Global stocks scale records, oil dips as investors hail easing of Mideast tensions

NEW YORK (Reuters) – Crude oil prices slid and equity markets around the world set new highs on Thursday as investors took on greater risk in a relief rally after the United States and Iran moved to defuse escalating tensions in the Middle East.

FILE PHOTO: Traders work at the New York Stock Exchange (NYSE) in New York, U.S., January 2, 2020. REUTERS/Bryan R Smith

Gold prices retreated further from a near seven-year peak scaled after Iran’s retaliatory missile strike on military bases housing U.S. troops in Iraq early on Wednesday in response to Friday’s U.S. drone strike that killed a top Iranian general and raised fears of a greater regional conflict.

The safe-haven yen fell to more than a one-week low against the dollar.

MSCI’s gauge of equity indexes in 49 countries hit an all-time high, as did the pan-regional STOXX 600 index in Europe and the three major stock indexes on Wall Street. The benchmark index in Australia set a record closing high and the main Canadian stock index hit an all-time high.

U.S. President Donald Trump refrained from ordering more military action and Iran’s foreign minister said the missile strikes had “concluded” Tehran’s response.

Trump’s decision helped to soothe markets and increase demand for risk assets, said Brad Bechtel, managing director, Jefferies in New York.

“Trump completely downplayed the idea of going to war with Iran or even any sort of retaliatory measures,” Bechtel said.

Neither side wants to further escalate tensions, said Bank of Singapore currency strategist Moh Siong Sim in Singapore.

“All is well – so says Trump!

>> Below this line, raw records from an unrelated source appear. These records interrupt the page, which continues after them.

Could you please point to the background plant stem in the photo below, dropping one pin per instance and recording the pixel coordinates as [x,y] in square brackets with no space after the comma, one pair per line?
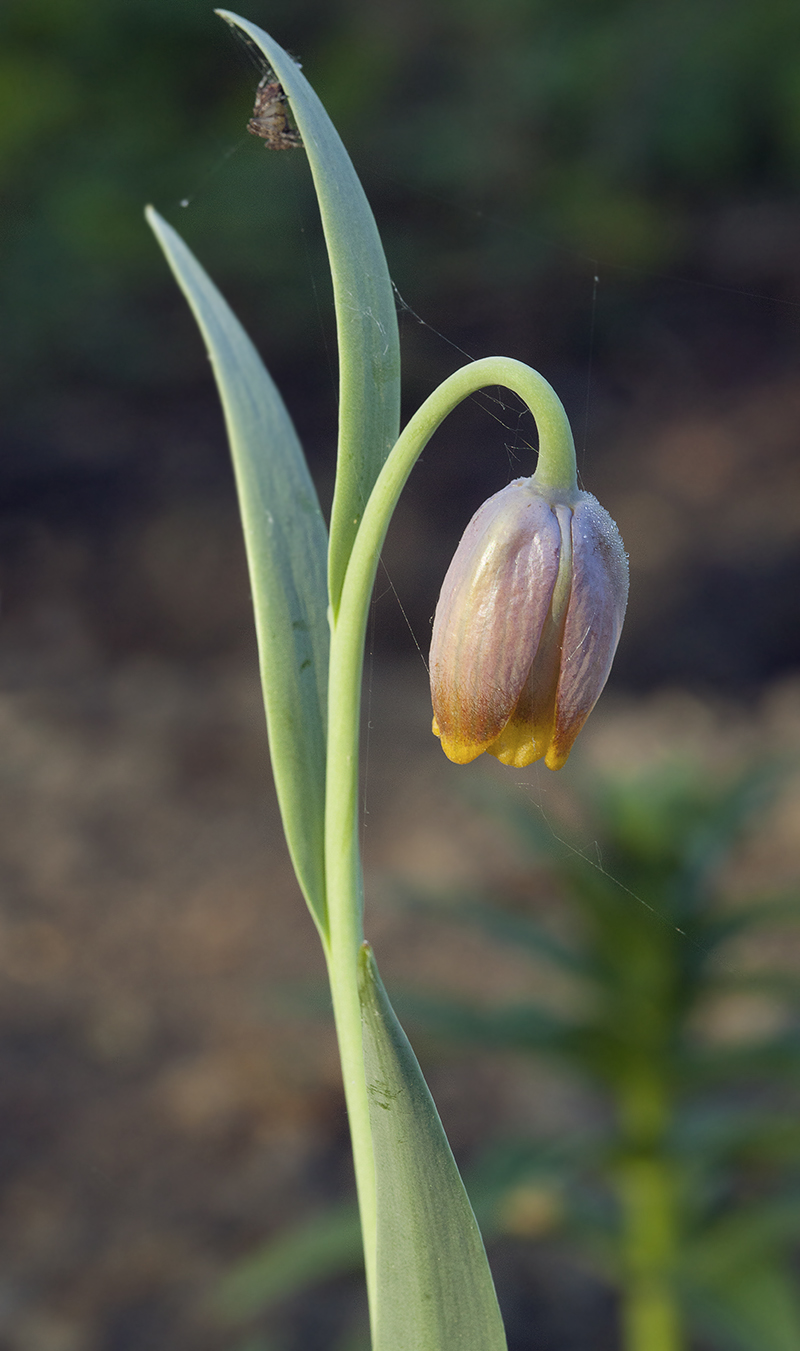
[647,1196]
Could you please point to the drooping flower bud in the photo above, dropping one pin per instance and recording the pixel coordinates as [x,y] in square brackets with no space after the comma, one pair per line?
[526,626]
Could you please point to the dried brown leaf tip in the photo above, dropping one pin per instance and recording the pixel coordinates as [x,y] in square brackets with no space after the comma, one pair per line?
[270,119]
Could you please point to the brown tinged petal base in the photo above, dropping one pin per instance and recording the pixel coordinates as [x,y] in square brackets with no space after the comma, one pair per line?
[526,627]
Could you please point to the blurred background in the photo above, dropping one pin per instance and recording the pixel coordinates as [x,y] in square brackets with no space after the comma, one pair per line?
[607,189]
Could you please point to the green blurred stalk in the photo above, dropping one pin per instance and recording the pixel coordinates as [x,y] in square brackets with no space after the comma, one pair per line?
[647,1192]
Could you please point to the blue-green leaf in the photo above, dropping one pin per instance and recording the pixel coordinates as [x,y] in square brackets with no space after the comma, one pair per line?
[366,322]
[434,1286]
[285,541]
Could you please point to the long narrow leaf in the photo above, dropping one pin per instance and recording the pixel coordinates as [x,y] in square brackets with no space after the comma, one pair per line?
[434,1288]
[285,542]
[366,322]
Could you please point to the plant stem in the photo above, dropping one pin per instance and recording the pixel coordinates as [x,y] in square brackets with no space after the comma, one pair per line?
[649,1311]
[343,872]
[647,1192]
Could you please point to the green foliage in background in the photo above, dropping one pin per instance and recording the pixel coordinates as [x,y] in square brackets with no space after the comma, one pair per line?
[606,130]
[689,1193]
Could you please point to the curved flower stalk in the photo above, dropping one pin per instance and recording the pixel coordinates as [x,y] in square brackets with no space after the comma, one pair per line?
[427,1276]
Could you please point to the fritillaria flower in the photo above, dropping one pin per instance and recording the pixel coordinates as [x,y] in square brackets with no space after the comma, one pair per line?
[526,626]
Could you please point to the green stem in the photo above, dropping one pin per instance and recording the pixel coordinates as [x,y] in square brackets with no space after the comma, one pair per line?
[650,1315]
[343,873]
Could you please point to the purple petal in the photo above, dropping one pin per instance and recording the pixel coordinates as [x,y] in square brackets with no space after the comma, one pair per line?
[593,620]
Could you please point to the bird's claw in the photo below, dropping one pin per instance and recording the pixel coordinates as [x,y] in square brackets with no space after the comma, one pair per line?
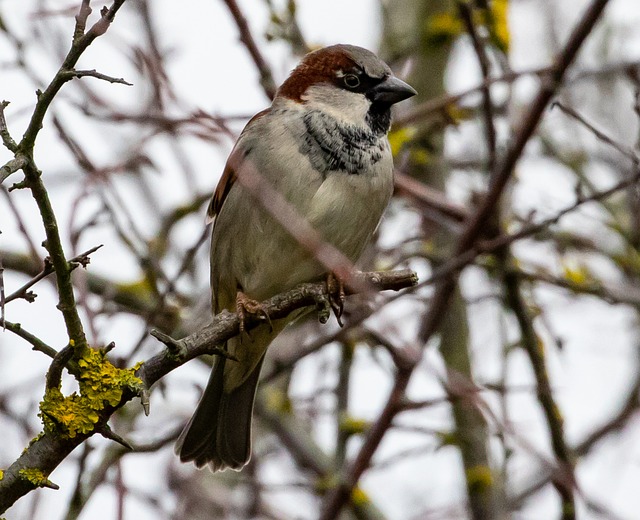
[246,306]
[336,294]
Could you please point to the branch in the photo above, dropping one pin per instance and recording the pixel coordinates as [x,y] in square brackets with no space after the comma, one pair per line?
[486,208]
[465,246]
[50,448]
[266,77]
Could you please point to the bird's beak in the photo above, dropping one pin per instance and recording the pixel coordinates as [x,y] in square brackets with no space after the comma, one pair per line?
[390,91]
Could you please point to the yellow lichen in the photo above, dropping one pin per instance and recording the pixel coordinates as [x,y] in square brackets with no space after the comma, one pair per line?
[326,482]
[479,477]
[35,476]
[500,29]
[359,497]
[353,426]
[101,384]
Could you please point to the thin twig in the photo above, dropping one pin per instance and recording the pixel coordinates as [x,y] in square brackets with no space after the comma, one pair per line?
[629,153]
[95,74]
[266,77]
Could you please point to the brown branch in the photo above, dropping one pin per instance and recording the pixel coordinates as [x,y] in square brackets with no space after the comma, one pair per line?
[486,208]
[50,448]
[266,77]
[565,482]
[466,245]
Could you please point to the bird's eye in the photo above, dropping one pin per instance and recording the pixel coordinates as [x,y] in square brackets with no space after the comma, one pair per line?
[351,81]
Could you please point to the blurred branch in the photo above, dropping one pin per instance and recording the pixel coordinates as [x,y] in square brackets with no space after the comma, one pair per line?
[266,77]
[565,481]
[528,126]
[50,448]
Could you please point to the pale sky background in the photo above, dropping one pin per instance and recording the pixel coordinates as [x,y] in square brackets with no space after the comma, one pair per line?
[214,72]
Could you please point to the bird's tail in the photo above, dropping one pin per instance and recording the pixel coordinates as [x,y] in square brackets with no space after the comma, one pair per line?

That is the mood today,” Sim said.

MSCI’s all-country world index gained 0.61%, while the STOXX 600 index rose 0.31%. The MSCI emerging markets index <rose 1.53%.

Germany’s trade-sensitive DAX jumped 1.3%, helped by data showing better-than-expected industrial output in November that dispelled lingering worries about a recession in Europe’s economic powerhouse.

On Wall Street, the Dow Jones Industrial Average rose 184.95 points, or 0.64%, to 28,930.04. The S&P 500 gained 17.09 points, or 0.53%, to 3,270.14 and the Nasdaq Composite added 58.12 points, or 0.64%, to 9,187.36.

Stocks also got a boost from China’s commerce ministry saying Vice Premier Liu He will sign a long-awaited Phase 1 trade deal in Washington next week.

Crude prices slid as the market shifted focus toward a rising inventory of U.S. crude stocks as prices receded to pre-crisis levels of mid-December. Oil prices later pared losses to trade near break-even.

Brent crude futures fell 7 cents to settle at $65.37 a barrel, while West Texas Intermediate settled down 5 cents at $59.56 after tumbling nearly 5% on Wednesday.

Crude oil stocks were up 1.2 million barrels in the week ended Jan. 3 at 431.1 million barrels, the Energy Information Administration said on Wednesday.

The yen, seen as a safe haven in times of geopolitical turmoil because of its deep liquidity as well as Japan’s current account surplus, quickly reversed gains made after the Iranian missile strike.

Another safe currency, the Swiss franc, also fell against both the dollar and the euro..

The yen weakened 0.35% versus the greenback at 109.53 per dollar. The dollar index, tracking the unit against six peers, rose 0.14%, with the euro up 0.02% to $1.1105.

Greater risk appetite was also evident in emerging markets. China’s trade-exposed yuan reached a five-month high of 6.9281 per dollar, while South Africa’s rand and Turkey’s lira, which had been buffeted this week, rebounded. [EMRG/FRX]

U.S. Treasury yields fell after strong demand at a $16 billion auction of 30-year bonds drove their price higher. The benchmark 10-year note rose 7/32 in price to yield 1.8493%.

U.S. gold futures were down 0.4% at $1,551.73.